I’m at my computer making a note about one of the things that upsets me about my ADHD. I’d like to say that I came into my office to do that, but really I came into my office to do … something … that I can’t quite recall.
I tried all the usual methods of retrieval, I scratched my head, I checked my email, I opened seventeen tabs in my browser, I swore at myself for being an idiot – all to no avail.
This is one of the things about ADHD that I hate. I don’t hate that it happens, I hate that it happens fifty times a day.
But this is just one of them, there are plenty more
One of the worst parts of ADHD for me, is anxiety. I worry. I don’t do it on purpose and I do usually internalize it. Externalizing it only helps in therapy.

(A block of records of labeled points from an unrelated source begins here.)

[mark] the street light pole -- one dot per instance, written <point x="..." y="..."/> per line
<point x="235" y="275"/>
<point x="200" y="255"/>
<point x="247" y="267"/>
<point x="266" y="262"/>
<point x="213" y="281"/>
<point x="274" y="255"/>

When it gets away from me in the real world, it does so as actions, reactions and statements. These things never help, in any situation.
And it does get away …
Two days ago I hurt a good friend by letting my anxiety out. Worse than that, I didn’t let it out by saying I was worried, I let it out by saying I was upset about something she was doing. It didn’t end well, and the reality of it is that it is my anxiety, my burden and she shouldn’t have to deal with it.
I’ll drink to that!
Another one of my problems is a dependence on substance. I have that under control. I spent quite a few years self-medicating with alcohol, and I did it very well. I shirked responsibilities and did what ever it took to make sure the party just kept going.
Since sobering up I’ve spent a lot of time examining this method of self-medicating myself in this manner. I can only stay clear of this if I stay completely clear. This doesn’t mean that others can’t participate in my presence. Their drinking isn’t my problem, my drinking is.
And the problem is …
Unfortunately, it does sometimes happen that someone’s actions will remind me of myself, painfully. My anxiety level can elevate very quickly if it is someone I care about. ‘Nuff said.
Let me put some thought into this
Not thinking before I speak is also a constant bane of my existence. The top three reasons for my doing this are:
- I think what I’m saying is funny
- I think it might be important even though it isn’t on topic
- I’m overly excited about the topic of discussion and can’t stop to put filters in place
This particular issue is a big one for me. It has ruined many potential friendships and most of the few real friendships I’ve managed to nurture to a state that could be considered healthy.
All right, I’ve put it off long enough
Procrastination is my last big one. I can put things off with the best of them. I’m always saying I should do something about it … maybe tomorrow.
Okay, seriously, the worst part about procrastination for me currently is that knowing my penchant for not finishing things has led me to a place where I’m not bothering to start things or even consider them. Where I used to gather needed things together and let the pile of materials remind me of some project that I wanted to do, I now abandon possible activities before my mind can become attached to the idea of them.
Is that good? I thought so, but due to a lack of decision making skills I’m not sure if I’m maybe not starting to do things that could be important.
These are the things that I’m trying to overcome today
This list is not complete, nor will it every be a list of things I’ve overcome. Yet even though they won’t ever be resolved, I think I can make improvements so that the list isn’t so intimidating. After all, I don’t want to be worrying about these things for the rest of my life.